Calogero and his 13-year-old cousin Cirone are lonely and want to fit in: they work to learn English, eat American food and try to learn the customs of their new country. But tight economic times lead to tension between the white Louisianans and the Sicilians, who the whites see as taking business away from them. When Calogero and his relatives become friends with blacks, tensions escalate.
Based on a true event, Alligator Bayou by Donna Jo Napoli brings this powerful clash of cultures to life with tales of alligator hunts in the bayou, Italian immigrant communities, picking cotton, selling watermelons, cooking sweet potatoes and eating alligator.
This tale reminds us that the immigrant story in the U.S., like the story between whites and blacks, was and is often wrought with difficulties. The story was particularly poignant for me, because I grew up in Louisiana amongst many long-established Italians, and I had no idea of the hardships many of their ancestors endured so their descendants could one day become part of the accepted American community.

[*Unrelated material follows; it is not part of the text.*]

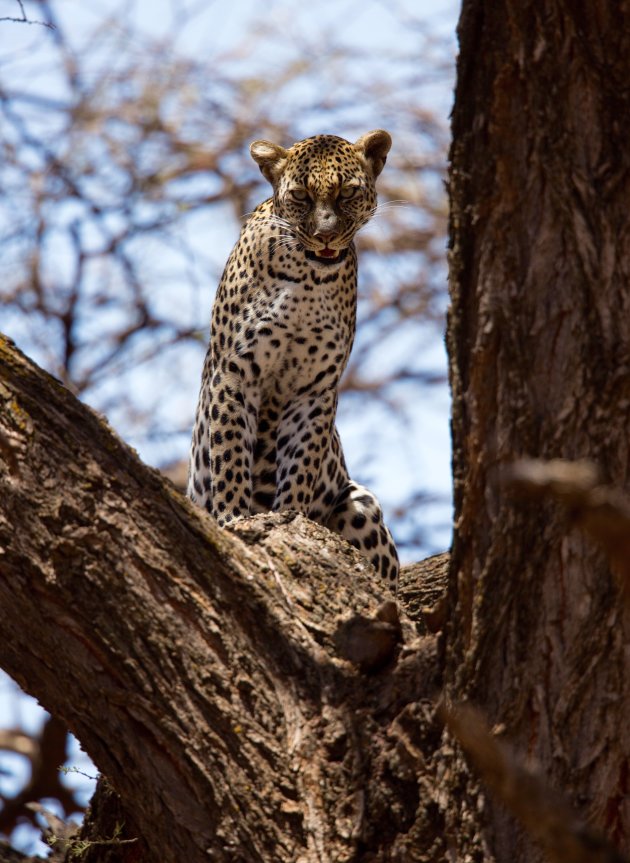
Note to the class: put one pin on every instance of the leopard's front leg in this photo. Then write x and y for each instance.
(302, 442)
(234, 399)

Napoli understands the time period she writes of well, and there are references to the all-but-gone Tunica tribe of Mississippi and Louisiana and the 1890 U.S. Census, in which some blacks found out for the first time they were free from slavery. It’s truly amazing to look back on the time and issues that dominated the day: Jim Crow laws, the relationship between white and blacks, and the threat immigrants posed to the normal routine of life. Mother-daughter book clubs with girls aged 10 to 13 will find a lot to talk about.